Needless to say, that never happened.
Now, you might think that there’s something of a disjuncture here between the ISDL on the one hand and the activities of CPGB members like Will Hewlett on the other. I haven’t made good, as yet, on my promise to bring the two together. Well, let me turn to that before I make a conclusion to this blog. Of the various ISDL branches about which we know something, it was that in Maesteg which offers the most direct evidence of migration into the Communist Party. In an interview with David Egan in the early 1970s, one CPer recalled how the local branch had a ‘fair Irish contingent’ and that they ‘came through the ISDL into the Party’. When I first listened to this interview a few years ago, I was a little bit surprised since it was not something that historians had made much of. But teasing out the many strands of influence that contributed to Wales’s (and Ireland’s) political revolution in the early 1920s, it now makes perfect sense.
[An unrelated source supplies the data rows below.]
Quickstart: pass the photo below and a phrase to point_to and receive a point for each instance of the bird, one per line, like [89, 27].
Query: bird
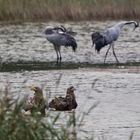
[109, 36]
[66, 103]
[37, 102]
[59, 36]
And so let me conclude with some thoughts. Ireland was one of several political causes to which Welsh people attached themselves during what we might as well call the ‘Welsh revolution’. It went alongside Russia, industrial democracy, socialism, the right to object to the demands of the state, and ownership of the means of production and consumption, and informed the political shift that took place between 1910 and 1922. The result was a Labour Party – and wider labour movement – that was much more multicultural than we give it credit for. Likewise, this was a society that was far more multicultural than we recognise: never before, and almost certainly not again, was it possible to study the Irish language almost anywhere in South Wales. Amhrán na bhFiann has never been sung with such frequency. But in the end the entire political purpose of this movement was absorbed, willingly, by the Labour Party on the one hand and the Communist Party on the other. That might seem quite an alien idea to nationalists today, but the world looked rather different a century ago.